Şimdi, merak ettiğim şey, öğlen aslında tam da cevabını alamadım, yani on iki ay askerlik yaparken dahi yetmeyen kaynak, altı ay yapılınca nasıl yetecek? Buna net bir cevap hâlen alabilmiş değiliz. Silahlı Kuvvetlerin ihtiyacının 400 bin olduğu söyleniyor ama altı aya düştüğünde bu sayının en azından 700 bine, 800 bine çıkacağını hâlen değerlendiriyorum çünkü önceden bir senede 1 kişi veriyorduk, şimdi, bir senede 2 kişi vereceğiz, 2 kişiye ihtiyaç duyacağız. Zaten bu nedenle 2 büyük önlem almış hazırlayanlar. Bir: Erteleme yaşı yaklaşımı. Yaş limitleri mesela lisede 29'dan 22'ye düşürülmüş. Zaten yasanın özüne baktığımızda daha çok kıtadaki erler, şu an aslında yüzde 70 lise ve altından oluşuyor. Bundan sonraki süreçte de bana göre yüzde 90 ve üzerinde lise ve altı artık yükümlü er ve erbaş olarak devam edecek gibi gözüküyor şu an yani lise ve altını askere çekmeye yönelik hamleler olduğunu görüyorum; o doğru bir hamle.
İkincisi, altı ayı cazip kılma yani altı aydan sonraki altı ayı cazip kılma amaçlı hamleler var. Burada ciddi destekler var, asgari ücret kadar harçlık, TOKİ'de öncelik, ferdî kaza sigortası, tersi müteakip hizmet süresi kadar GSS, alımlarda ilave puan... Bu alımlardaki ilave puanlarla ilgili de ciddi bir şerhimiz olacak yani 100 puanlık bir sınava giren, yükümlü erbaş olarak hizmetini yapan bir kişinin 20 ek puan alması veya meslek yüksekokulu mezunlarının 25 ek puan alması bence bir kadrolaşma sinyalidir. Bunu kabul edemeyiz, bunu baştan söylüyorum.

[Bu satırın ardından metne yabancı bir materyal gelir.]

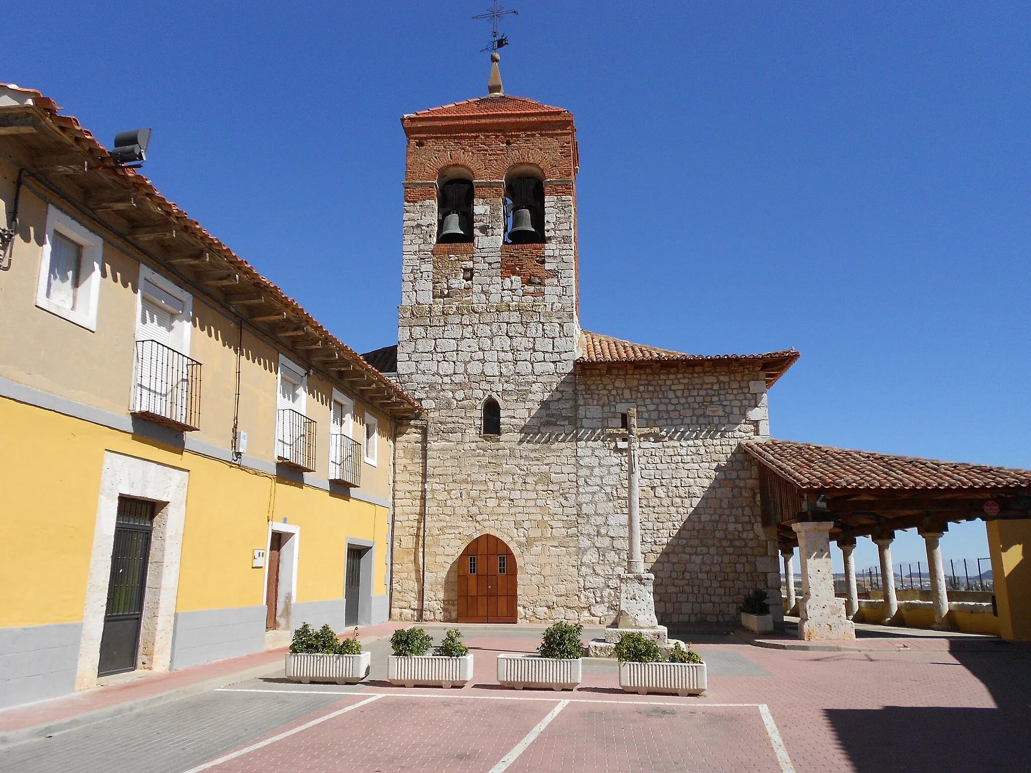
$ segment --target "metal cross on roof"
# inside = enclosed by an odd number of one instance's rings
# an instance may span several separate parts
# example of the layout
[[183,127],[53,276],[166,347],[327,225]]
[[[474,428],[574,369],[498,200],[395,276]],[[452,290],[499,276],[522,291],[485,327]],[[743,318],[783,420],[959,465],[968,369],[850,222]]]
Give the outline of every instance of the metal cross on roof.
[[502,48],[508,45],[507,35],[498,35],[498,24],[504,16],[507,15],[519,15],[519,11],[514,8],[506,8],[503,5],[498,5],[498,0],[494,0],[494,4],[487,9],[486,13],[477,13],[473,19],[489,19],[491,20],[491,32],[493,33],[491,42],[486,48],[480,48],[480,51],[496,52],[498,48]]

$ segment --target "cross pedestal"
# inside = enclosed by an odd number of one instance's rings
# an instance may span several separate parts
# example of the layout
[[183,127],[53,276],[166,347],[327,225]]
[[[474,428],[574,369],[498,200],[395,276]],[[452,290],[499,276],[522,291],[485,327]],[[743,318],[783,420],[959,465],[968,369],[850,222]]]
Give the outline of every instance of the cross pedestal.
[[605,434],[618,439],[627,439],[627,569],[620,574],[620,613],[616,625],[605,629],[605,639],[595,639],[589,649],[592,658],[613,658],[616,645],[624,634],[635,632],[659,642],[664,654],[668,654],[675,644],[666,636],[666,627],[660,626],[655,615],[655,575],[644,571],[641,558],[640,530],[640,469],[637,460],[637,443],[640,435],[653,435],[663,439],[656,427],[637,427],[637,409],[627,411],[625,430],[606,430]]

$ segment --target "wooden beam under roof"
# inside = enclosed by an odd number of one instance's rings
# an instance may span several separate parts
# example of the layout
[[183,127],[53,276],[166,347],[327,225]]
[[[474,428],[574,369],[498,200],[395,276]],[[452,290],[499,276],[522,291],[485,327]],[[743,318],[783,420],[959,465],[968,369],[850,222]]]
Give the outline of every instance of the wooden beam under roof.
[[0,135],[34,134],[37,129],[31,115],[0,115]]
[[171,223],[163,223],[153,226],[136,226],[129,229],[129,235],[134,239],[174,239],[175,226]]

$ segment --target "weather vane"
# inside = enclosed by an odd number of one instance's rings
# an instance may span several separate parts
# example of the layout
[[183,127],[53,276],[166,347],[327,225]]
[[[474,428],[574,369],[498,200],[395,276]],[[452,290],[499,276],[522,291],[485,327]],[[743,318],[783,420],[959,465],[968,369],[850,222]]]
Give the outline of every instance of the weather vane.
[[494,5],[492,5],[486,13],[477,13],[473,19],[490,19],[491,20],[491,31],[493,36],[491,38],[490,44],[486,48],[480,48],[480,51],[496,52],[498,48],[503,48],[508,45],[507,35],[498,35],[498,23],[504,16],[508,14],[519,15],[519,11],[513,8],[506,8],[503,5],[498,5],[498,0],[494,0]]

Bedelli askerlikte bir ay temel askerlik yapılacak. Seferberlik zamanında da bunların kullanılacağını öğlen teyit ettik. Bununla ilgili bir değişiklik yok. Burada bedelli askerlikle ilgili bizim hassasiyetimiz şu: Yani sabit bir rakamdan ziyade ihtiyaç fazlası yükümlülerin bedelliden faydalanması amaçtı ama buradaki yaklaşım biraz daha sabit; 145 bin-150 bin gibi bir rakamdan bahsediliyor. Bu da bana göre zaten sınırlı olan kaynağın bir beka sorununa evrilebilecek bir duruma gelebileceğine işaret ediyor diye değerlendiriyorum.
Yedek astsubaylığa gelelim, diğer konu. Açıkçası, bana göre gereksiz bir statü, diğer ordularda da uygulanmayan bir model. Askerî ihtiyaçtan doğduğunu da düşünmüyorum. Muhtemelen meslek yüksekokullarından terkler çok fazla -bunun farkındayım- o tarafları takviye etmek için askerî kanuna konulmuş bir düzenleme olarak değerlendiriyorum. Ama biraz önce bahsettiğim gibi, yükümlü erbaş ve erlerin niteliği düşecek. Zaten yüzde 70'i lise ve altından oluşuyordu -baktığımda ben- yüzde 20 civarı meslek yüksekokulu terkler ve meslek yüksekokulu mezunlarından oluşuyor. Biz bunları da alıyoruz, o tarafa veriyoruz, oldu yüzde 90 lise ve altı. Kıtadaki erbaş ve erin niteliği düşecek, buna hazır olmamız gerekiyor.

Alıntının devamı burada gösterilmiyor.